I like the AM classes, it lets me get that crap out of the way so I can enjoy the rest of my day.


----------



## squall78 (Feb 17, 2012)

The earliest I could take a class and function was at 10am. I scheduled my classes from 10am-2pm, so I could have the rest of the day to do whatever. It makes sleep a lot better too as I can choose to sleep as late as 2am and still get enough sleep. 

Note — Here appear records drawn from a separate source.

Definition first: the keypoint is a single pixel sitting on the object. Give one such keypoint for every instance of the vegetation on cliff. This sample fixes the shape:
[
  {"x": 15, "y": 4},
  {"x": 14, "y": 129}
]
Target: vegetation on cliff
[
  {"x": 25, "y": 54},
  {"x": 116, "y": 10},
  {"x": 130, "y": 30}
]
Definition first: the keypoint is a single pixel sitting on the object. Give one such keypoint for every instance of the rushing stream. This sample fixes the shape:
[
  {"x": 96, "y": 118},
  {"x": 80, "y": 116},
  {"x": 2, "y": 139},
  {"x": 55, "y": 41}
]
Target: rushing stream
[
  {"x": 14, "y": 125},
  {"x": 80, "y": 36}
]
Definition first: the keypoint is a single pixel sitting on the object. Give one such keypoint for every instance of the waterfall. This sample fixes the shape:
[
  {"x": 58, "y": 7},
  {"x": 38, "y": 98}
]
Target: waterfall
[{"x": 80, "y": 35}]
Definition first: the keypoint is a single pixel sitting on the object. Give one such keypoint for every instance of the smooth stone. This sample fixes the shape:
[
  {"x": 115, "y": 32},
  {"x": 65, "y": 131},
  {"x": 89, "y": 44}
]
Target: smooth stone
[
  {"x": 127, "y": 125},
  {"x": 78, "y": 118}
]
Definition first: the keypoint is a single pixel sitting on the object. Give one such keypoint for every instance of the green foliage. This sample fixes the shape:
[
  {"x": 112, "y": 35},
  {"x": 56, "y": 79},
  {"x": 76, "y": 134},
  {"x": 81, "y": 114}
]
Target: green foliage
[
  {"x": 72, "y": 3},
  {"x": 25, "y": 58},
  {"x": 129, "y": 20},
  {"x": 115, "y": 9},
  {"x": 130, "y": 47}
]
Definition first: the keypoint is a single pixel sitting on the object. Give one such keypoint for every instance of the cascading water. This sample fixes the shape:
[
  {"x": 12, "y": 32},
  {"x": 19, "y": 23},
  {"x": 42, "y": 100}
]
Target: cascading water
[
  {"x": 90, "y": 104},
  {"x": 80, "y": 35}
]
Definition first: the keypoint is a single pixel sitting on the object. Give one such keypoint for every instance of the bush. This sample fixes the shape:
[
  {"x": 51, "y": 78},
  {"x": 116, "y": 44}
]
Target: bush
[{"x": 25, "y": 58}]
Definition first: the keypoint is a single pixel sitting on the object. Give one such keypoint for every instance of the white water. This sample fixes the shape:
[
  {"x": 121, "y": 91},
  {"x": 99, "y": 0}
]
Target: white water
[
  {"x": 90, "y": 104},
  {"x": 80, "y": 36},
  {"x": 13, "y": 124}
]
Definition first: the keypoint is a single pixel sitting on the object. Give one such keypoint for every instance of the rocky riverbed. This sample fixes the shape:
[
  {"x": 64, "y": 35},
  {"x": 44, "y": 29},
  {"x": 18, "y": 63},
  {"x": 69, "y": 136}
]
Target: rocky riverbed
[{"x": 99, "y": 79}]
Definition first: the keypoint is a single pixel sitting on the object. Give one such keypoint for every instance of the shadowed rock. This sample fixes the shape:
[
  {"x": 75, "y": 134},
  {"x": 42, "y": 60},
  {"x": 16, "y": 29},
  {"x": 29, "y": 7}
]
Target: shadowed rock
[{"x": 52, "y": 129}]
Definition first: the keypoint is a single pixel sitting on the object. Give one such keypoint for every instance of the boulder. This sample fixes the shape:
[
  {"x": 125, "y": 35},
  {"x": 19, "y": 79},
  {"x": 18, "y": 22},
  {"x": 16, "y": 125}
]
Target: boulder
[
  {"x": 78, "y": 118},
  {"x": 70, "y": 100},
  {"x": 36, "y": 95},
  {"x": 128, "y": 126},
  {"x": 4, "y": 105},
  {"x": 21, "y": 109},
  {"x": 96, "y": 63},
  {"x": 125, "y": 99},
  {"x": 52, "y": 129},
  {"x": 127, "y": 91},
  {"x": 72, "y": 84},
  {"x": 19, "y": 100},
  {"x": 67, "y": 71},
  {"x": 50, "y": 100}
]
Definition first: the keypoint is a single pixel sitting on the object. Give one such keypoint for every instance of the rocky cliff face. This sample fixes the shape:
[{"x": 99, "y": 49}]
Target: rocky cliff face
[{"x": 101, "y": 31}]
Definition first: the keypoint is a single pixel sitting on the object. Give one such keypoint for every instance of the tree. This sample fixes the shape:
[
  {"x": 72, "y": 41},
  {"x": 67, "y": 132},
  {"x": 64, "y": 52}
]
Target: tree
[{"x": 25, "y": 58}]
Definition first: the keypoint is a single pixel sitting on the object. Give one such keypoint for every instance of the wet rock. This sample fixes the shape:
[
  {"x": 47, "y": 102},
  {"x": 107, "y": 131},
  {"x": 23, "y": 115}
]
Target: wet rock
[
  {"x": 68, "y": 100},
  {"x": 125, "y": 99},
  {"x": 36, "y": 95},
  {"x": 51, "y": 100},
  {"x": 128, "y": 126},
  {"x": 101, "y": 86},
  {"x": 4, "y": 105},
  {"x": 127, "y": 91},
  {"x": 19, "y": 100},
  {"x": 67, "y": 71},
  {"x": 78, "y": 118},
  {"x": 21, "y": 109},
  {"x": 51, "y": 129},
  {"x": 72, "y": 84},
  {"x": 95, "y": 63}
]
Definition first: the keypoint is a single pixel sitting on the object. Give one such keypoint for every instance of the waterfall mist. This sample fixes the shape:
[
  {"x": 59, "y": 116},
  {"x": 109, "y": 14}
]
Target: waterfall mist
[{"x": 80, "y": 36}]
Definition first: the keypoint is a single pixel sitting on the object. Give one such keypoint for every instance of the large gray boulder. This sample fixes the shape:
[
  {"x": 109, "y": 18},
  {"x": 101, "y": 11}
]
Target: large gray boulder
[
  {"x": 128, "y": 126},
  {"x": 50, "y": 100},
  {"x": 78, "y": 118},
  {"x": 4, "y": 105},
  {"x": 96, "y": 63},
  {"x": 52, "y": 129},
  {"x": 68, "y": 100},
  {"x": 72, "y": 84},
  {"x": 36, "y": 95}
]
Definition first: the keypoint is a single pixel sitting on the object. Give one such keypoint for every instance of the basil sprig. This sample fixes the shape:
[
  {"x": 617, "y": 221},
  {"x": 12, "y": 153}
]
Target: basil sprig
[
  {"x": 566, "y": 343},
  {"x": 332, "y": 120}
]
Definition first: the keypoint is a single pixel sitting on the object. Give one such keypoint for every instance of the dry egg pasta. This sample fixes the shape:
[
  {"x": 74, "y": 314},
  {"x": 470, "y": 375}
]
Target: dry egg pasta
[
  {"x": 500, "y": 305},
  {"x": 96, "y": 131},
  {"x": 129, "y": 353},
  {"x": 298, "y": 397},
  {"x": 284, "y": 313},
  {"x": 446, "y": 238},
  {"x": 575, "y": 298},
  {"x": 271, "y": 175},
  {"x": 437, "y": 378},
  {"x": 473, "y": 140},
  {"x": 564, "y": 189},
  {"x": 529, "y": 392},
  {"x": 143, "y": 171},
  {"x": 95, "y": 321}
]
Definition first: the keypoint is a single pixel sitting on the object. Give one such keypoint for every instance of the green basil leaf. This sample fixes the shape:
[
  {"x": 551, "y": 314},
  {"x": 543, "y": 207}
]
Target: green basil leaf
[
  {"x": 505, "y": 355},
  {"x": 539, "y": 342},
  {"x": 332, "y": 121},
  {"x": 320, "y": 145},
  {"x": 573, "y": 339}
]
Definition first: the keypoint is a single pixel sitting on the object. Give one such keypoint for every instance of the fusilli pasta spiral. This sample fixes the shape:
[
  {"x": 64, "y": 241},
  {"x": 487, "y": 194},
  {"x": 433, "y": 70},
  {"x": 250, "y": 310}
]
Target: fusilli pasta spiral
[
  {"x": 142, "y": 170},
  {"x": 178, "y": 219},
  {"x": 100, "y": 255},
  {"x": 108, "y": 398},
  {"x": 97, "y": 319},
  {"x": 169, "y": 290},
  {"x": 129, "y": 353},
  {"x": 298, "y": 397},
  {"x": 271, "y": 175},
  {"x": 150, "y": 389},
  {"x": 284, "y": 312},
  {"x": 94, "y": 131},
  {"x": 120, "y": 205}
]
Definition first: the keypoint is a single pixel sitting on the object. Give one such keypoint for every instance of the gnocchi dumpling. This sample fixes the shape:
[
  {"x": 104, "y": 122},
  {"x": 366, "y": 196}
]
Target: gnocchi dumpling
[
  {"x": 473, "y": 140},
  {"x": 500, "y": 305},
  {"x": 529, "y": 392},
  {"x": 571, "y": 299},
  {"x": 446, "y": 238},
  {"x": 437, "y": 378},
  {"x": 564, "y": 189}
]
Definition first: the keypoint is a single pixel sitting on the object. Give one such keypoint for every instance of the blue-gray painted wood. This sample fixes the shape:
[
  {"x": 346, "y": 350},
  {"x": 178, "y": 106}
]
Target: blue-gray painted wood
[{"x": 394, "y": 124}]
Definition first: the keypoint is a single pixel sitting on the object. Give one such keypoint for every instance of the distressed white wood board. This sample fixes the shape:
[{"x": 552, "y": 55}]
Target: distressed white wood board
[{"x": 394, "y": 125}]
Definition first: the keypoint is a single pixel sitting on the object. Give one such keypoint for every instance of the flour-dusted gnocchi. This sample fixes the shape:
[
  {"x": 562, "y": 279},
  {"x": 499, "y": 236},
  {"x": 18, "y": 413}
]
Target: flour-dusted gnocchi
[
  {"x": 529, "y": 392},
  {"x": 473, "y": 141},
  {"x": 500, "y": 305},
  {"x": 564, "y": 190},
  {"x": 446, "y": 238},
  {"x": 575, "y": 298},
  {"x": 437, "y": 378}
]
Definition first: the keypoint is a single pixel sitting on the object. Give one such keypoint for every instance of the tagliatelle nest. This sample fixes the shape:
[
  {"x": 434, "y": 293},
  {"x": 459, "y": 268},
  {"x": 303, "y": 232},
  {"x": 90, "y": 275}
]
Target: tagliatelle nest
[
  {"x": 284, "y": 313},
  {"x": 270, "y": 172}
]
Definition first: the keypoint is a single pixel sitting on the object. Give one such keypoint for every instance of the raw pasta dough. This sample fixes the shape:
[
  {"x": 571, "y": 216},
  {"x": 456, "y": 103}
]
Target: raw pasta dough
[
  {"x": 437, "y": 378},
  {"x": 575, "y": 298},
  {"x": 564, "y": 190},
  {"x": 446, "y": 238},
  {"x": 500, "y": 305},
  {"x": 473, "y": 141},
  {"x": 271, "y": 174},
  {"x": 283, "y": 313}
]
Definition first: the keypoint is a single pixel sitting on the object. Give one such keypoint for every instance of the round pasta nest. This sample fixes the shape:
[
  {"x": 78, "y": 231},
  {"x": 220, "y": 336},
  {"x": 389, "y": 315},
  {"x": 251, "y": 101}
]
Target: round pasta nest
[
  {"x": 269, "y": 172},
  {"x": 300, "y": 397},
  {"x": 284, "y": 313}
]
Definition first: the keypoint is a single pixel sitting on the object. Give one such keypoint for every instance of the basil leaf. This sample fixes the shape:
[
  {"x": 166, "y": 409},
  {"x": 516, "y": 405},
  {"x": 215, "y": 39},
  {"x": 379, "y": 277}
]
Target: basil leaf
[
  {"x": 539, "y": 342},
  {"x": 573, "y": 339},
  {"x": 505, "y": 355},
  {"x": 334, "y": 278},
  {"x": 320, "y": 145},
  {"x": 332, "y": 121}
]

My best class was a night class at 6pm-8:30pm twice a week. It was public speaking (hardmode with SA) but I thoroughly enjoyed it because of the hours.


----------



## DeeperUnderstanding (May 19, 2007)

I like afternoon classes the best.

Night classes, I am usually stuck with a bunch of old people.


----------



## lizzy19 (Jun 16, 2012)

WintersTale said:


> I like afternoon classes the best.
> 
> Night classes, I am usually stuck with a bunch of old people.


lol thats true One took a night class it was mostly older people which wasn't so bad.


----------



## oceanlife (Aug 20, 2012)

WintersTale said:


> I like afternoon classes the best.
> 
> Night classes, I am usually stuck with a bunch of old people.


But you are 29. I'm 30 and I feel like an old person during my morning classes.


----------



## komorikun (Jan 11, 2009)

I've only taken one night class where there were more than 5 people over age 35. That was an intermediate Spanish class. It was kind of cute though. Everyone was really into it. They weren't taking the class cause they had to or it was for their major. They really wanted to learn and were quite enthusiastic about Spanish.


----------



## oceanlife (Aug 20, 2012)

komorikun said:


> I've only taken one night class where there were more than 5 people over age 35. That was an intermediate Spanish class. It was kind of cute though. Everyone was really into it. They weren't taking the class cause they had to or it was for their major. They really wanted to learn and were quite enthusiastic about Spanish.


Awe, that's so adorable. Older people trying to learn Spanish.


----------



## Openyoureyes (Jun 13, 2012)

haha...yeah i do feel like i wasted my day at college during night classes but it's like meh i wouldn't be doing anything for the day anyways.. xD


----------



## fishpie (Sep 28, 2012)

I just love how the university gives us so much flexibility in planning our timetable. My classes are mostly scheduled in the mornings. I'm hardly awake then, to be honest. But just like some of you, I want to get it over and done with for the day and then I'm allowed the rest of the day to do my own work. I'm okay with later classes if they don't end at six. Going home at 6pm is just a nightmare (on the public transport) where I come from.


----------



## Marlon (Jun 27, 2011)

oceanlife said:


> But you are 29. I'm 30 and I feel like an old person during my morning classes.


You are from napa? I'm from petaluma (but in san diego now for school). Do you go to sonoma state? I just transferred out of there.


----------



## xoblackwidowx7 (Aug 10, 2012)

I guess night is okay but I like morning cus I can get it out of way for my day and not having to worry going back to school. heck, im currently taking night only cus I have no other option.:-/ it can be drag but the plus side is there is alot of space and its less impacted.


----------



## FeelNothing (Sep 25, 2012)

Agree. Night classes are better but I don't have a car so It takes me an hour to get back home, which would be around 11 PM.


----------



## Perfectionist (Mar 19, 2004)

Am I the only one who was at school all day, regardless of when her classes were?


----------



## Openyoureyes (Jun 13, 2012)

Perfectionist said:


> Am I the only one who was at school all day, regardless of when her classes were?


woah you stay there the whole day? why!!


----------



## cafune (Jan 11, 2011)

Hmmm, I prefer morning classes. I'm actually awake. I generally wake up early anyway so I figure I may as well get my classes out of the way. But I have classes all day for two days a week this term and as the day drags on, I get tired and I'm always bleary-eyed by my afternoon classes.


----------



## Perfectionist (Mar 19, 2004)

Openyoureyes said:


> woah you stay there the whole day? why!!


To study and do homework and write papers and stuff? I also had two jobs on campus. I was there 8-10 hours a day every day.


----------